Weywot is one of the darkest known satellites belonging to a trans-Neptunian object, with a low albedo of 0.024–0.078. It has a very dim apparent magnitude of 24.7, which is 5.6±0.2 magnitudes fainter than Quaoar in visible light. Combined with its close proximity to Quaoar, Weywot's faintness makes observations difficult, leaving it resolvable only to the most sensitive telescopes such as the Hubble Space Telescope and the Keck Telescopes. For these reasons, most of Weywot's physical properties such as its mass, color, and light curve have yet to be measured.

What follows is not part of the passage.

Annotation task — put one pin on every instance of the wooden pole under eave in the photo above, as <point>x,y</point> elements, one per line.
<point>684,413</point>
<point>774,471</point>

As of 2025, Weywot is thought to be about 165 km in diameter, based on multiple observations of a stellar occultation by Weywot on 22 June 2023. Occultations by Weywot have been observed previously on 4 August 2019, 11 June 2022, and 26 May 2023, which all gave similar diameter estimates of about 170 km. Given Weywot's magnitude difference from Quaoar, this occultation-derived diameter suggests Weywot has a low geometric albedo of about 0.04, considerably darker than Quaoar's albedo of 0.12. Weywot was previously thought to have a diameter of 81 ± 11 km, about half that of the occultation measurement, because researchers based this estimate only on Weywot's relative brightness and assumed it had a similar albedo as Quaoar. In 2026, Weywot's diameter is thought to be 116–172 km in diameter, with a 95% confidence.